Every Monday, Moore convenes a small group on the 10th floor of the LAPD headquarters in downtown to review the latest trends in urban crime. The briefing gives Moore a better idea of the department’s progress, he said, and where it is losing ground.
After a decade of success in tackling violent crimes like murder and shootings, Moore and the others in the room have seen the progress fade since last year, with more and more red ink on their faces. impressions. The latest briefing, which Moore allowed The Times to observe, offered no reprieve.
Entering the room, each commander – including Deputy Chief Beatrice Girmala, who oversees operations in the department’s four offices; Deputy Chief Robert Marino, who oversees special operations; and Moore’s Chief of Staff Deputy Chief Daniel Randolph – received tables breaking down crime by geographic area and over time. They also obtained statistics on crime the department found to be gang related, homeless population crime, and domestic violence crime – three categories that have seen an increase in recent years.
Above their packages was a four-page “Talking Points” document, the first line of which calculated the killings.
“There were 10 homicides last week against 3 for the same week last year”, we can read.
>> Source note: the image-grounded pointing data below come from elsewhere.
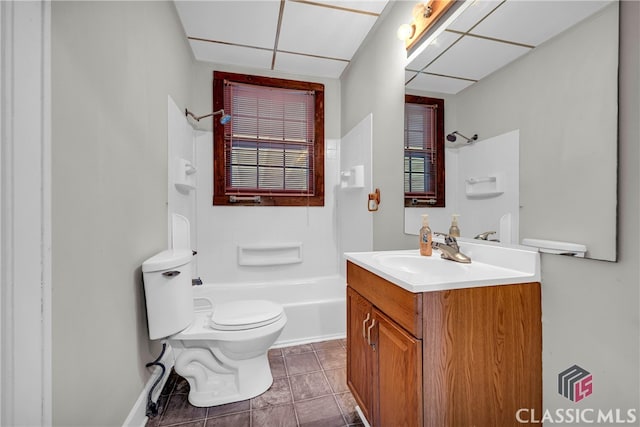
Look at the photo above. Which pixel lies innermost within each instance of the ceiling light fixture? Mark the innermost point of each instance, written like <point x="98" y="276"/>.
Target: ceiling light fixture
<point x="430" y="19"/>
<point x="406" y="31"/>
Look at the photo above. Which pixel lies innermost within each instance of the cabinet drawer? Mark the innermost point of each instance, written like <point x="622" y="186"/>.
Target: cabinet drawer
<point x="404" y="307"/>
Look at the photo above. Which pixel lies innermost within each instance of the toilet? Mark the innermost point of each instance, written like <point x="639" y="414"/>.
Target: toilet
<point x="221" y="351"/>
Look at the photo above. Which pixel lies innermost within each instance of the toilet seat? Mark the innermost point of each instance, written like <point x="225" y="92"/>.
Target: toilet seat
<point x="242" y="315"/>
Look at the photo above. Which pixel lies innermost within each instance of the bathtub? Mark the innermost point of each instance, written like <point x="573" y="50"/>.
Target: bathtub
<point x="315" y="307"/>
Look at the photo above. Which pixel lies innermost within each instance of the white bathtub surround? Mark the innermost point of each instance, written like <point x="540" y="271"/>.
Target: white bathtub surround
<point x="222" y="230"/>
<point x="482" y="185"/>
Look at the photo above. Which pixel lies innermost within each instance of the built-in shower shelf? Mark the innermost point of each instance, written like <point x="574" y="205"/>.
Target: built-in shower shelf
<point x="185" y="178"/>
<point x="484" y="187"/>
<point x="266" y="254"/>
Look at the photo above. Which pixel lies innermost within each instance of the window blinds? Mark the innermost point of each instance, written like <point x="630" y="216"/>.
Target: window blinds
<point x="269" y="143"/>
<point x="420" y="149"/>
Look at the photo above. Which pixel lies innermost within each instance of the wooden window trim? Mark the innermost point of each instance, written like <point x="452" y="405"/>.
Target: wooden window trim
<point x="219" y="167"/>
<point x="440" y="169"/>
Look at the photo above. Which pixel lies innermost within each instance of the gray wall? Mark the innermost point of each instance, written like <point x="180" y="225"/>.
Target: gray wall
<point x="113" y="65"/>
<point x="562" y="97"/>
<point x="590" y="308"/>
<point x="374" y="83"/>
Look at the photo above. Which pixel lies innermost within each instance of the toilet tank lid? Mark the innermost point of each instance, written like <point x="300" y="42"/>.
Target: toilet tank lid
<point x="166" y="260"/>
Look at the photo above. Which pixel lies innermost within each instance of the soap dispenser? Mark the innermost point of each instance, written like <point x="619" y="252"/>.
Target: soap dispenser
<point x="454" y="231"/>
<point x="425" y="237"/>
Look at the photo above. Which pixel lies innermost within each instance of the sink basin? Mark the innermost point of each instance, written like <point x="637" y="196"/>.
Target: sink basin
<point x="490" y="265"/>
<point x="418" y="264"/>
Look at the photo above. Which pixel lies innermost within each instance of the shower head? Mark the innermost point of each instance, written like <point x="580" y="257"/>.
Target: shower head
<point x="226" y="118"/>
<point x="452" y="137"/>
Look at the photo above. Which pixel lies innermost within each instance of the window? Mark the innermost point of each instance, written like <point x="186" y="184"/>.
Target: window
<point x="271" y="152"/>
<point x="423" y="151"/>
At the bottom of the page were statistics on the shootings. There had been 1,202 shooting fatalities this year at the morning briefing, an increase of almost 20% from 1,007 at the same time in 2020 and almost 50% from 802 at the same time in 2019.
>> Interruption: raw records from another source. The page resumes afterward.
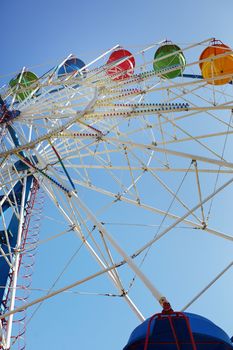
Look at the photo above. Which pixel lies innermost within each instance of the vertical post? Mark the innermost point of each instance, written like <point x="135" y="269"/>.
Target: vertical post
<point x="16" y="264"/>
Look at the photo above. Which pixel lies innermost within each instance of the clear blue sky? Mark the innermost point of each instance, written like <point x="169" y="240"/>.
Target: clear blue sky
<point x="43" y="33"/>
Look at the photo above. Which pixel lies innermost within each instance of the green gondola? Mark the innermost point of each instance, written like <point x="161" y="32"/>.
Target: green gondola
<point x="21" y="85"/>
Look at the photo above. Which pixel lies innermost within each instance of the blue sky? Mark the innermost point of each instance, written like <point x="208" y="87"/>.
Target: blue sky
<point x="39" y="34"/>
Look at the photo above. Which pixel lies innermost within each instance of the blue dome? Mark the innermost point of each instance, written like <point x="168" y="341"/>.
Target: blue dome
<point x="70" y="66"/>
<point x="206" y="334"/>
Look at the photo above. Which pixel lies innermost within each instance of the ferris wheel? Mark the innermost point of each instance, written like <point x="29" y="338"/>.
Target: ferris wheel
<point x="132" y="151"/>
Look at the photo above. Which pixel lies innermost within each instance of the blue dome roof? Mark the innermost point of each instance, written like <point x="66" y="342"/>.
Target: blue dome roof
<point x="206" y="334"/>
<point x="71" y="65"/>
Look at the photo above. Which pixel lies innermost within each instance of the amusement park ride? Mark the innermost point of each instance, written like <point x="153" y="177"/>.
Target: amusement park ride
<point x="152" y="118"/>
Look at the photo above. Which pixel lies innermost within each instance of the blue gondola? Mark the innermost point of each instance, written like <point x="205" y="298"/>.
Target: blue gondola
<point x="71" y="66"/>
<point x="177" y="330"/>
There had been 326 homicides, up from 277 last year. They included 72 cases in which the victim was homeless – a 33% increase from 2020 – and 35 in which the suspect was homeless.
Of the 10 homicides the week before, Girmala noted, three were cases of domestic violence, reflecting a trend that worries authorities. At the end of September, aggravated assaults between intimate partners were up 5.1%.
Between October 22 and 24, there were 13 shootings in which 16 people were shot; three of them were killed, as shown on another sheet of the package. Of these incidents, seven occurred in the south office of the LAPD, four in the central office and one in each of the valley and west offices.
After the group went through the numbers, Bonner asked if any of the shootings took place in housing estates covered by the ministry’s Community Safety Partnership program, in which officers get to know the communities in which they are. work and ensure an increased presence in coordination with local leaders.
Moore posed the question to Deputy Chief Emada Tingirides, who was connecting via video.
“We haven’t had any shooting incidents over the past week, Chief,” Tingirides said.
Moore asked Tingirides about his plans for something he said was a major contributor to violence around the same time last year: the so-called ‘neighborhood days’, cultural gatherings, and reunions that local gangs have. hold the same day every year.
“The phenomenon is real,” Moore said. The Tingirides accepted.
Many residential complexes, including Nickerson Gardens and Imperial Courts in Watts, are expected to attend such gatherings in the coming days, Tingirides said, and his team were preparing to be alongside mounted officers, response officers. Against Violence and Peace Ambassadors, including 11 p.m. to 4 a.m., when events typically peak in size.
“We can get up to 300 to 500 people who don’t necessarily live in the community but often come back to the community to celebrate or often mourn those who have been lost in the community, some due to gang violence,” Tingirides said. “Often there is a huge problem with parking, loitering, gambling, alcohol. We have seen acts of violence centered around these identified gang neighborhood days. “
Bonner asked if community leaders were being consulted on possible solutions, and Tingirides said yes. She said she had recently focused on coordinating with leaders rather than law enforcement to the police as a means of ensuring safety during such events – and it seems to be working.
“This year has been a lot better than previous years, and I think it’s because that message is there – it’s a coordinated effort; it’s not just law enforcement that prevents or doesn’t understand what’s going on culturally in these communities, ”Tingirides said.
“The key is we don’t apply our way out of this,” Moore said. “The key is membership.
Moore said the municipal housing authority and the mayor’s office for gang reduction and youth development will play a role in the navigation over the next two months, in a bid to prevent gun violence.
The volume of such crimes in Los Angeles this year is already too high.